Being cheated on is an awful feeling, but how you handle it can play a big role in your recovery. Whether you try to rebuild the relationship or you decide to end things, learn how you can heal and move on.

First of all, decide whether or not you want to re-establish trust. When a partner is unfaithful, it is a serious breach of trust. And it is something that may indicate that this person is not worthy or capable of a healthy relationship. On one hand, good people make bad choices and if they are truly sorry and can make amends, forgiveness can lead to an even better relationship. Also, if you simply cannot trust that person again, the relationship is effectively dead.
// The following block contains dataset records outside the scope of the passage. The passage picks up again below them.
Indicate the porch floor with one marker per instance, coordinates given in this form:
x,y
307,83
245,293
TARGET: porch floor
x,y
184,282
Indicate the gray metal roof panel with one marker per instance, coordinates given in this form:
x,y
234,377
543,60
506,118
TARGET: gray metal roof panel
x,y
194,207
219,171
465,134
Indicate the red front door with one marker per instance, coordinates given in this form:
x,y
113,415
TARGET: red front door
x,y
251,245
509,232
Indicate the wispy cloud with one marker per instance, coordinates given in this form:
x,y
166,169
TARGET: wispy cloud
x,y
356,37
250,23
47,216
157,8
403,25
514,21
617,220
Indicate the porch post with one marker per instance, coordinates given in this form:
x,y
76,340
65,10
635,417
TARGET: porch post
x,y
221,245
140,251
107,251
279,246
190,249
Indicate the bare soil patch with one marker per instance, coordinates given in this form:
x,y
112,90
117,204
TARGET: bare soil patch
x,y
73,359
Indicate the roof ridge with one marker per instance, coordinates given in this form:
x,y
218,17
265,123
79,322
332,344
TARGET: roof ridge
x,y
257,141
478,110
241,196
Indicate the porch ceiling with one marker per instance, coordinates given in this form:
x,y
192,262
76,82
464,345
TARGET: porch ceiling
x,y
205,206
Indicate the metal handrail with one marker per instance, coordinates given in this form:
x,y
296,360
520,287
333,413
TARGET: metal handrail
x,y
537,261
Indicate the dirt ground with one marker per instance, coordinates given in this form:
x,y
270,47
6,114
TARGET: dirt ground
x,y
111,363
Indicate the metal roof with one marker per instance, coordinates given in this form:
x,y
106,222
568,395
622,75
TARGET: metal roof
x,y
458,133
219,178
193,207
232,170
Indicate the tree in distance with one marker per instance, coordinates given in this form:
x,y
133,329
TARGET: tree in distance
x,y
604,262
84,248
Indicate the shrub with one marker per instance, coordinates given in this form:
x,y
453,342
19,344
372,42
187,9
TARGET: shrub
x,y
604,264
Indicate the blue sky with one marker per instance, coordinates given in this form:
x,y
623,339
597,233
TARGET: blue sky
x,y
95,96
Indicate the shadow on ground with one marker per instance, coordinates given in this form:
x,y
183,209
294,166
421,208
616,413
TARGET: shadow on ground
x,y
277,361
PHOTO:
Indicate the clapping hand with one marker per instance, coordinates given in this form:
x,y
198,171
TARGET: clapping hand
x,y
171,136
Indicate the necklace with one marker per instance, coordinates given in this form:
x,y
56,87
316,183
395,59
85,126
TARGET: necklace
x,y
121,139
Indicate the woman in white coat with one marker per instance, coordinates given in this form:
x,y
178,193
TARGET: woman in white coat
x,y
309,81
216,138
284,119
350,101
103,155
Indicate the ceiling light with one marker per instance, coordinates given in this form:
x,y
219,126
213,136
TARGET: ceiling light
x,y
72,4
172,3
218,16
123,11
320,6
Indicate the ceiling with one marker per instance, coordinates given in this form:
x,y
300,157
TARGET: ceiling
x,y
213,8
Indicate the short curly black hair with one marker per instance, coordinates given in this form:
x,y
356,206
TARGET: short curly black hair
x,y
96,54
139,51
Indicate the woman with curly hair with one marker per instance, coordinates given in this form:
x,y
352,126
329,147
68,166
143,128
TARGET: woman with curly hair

Some key things to consider:

Is your partner truly sorry?

Did they voluntarily tell you, or did you find out from someone else?

Has this sort of behavior happened before, or has he or she promised to not do it, and it has continued or gotten worse?

Is this part of a larger picture of poor behavior towards you?

Is your partner willing to take steps to mend the relationship (if you decide you want to go that route) such as marital counseling, quitting a job, moving.

Do you feel you want to trust this person again? There is no right or wrong answer for this. This is entirely up to the person who has been cheated on. It does not matter if the person who has cheated is sorry, made amends, and so on — this can be a deal breaker plain and simple.

Feelings may change with time and further experience with the cheating partner. It can go one way or the other. This is natural.

Well-meaning friends and relatives may want to give simple advice to make a quick, definitive decision. Be aware that you do not have to make a decision right away in most cases. It is your life.

Request that your partner cut off all communication with the third party. The third (or even fourth or fifth) party needs to be out of the picture for the relationship to survive.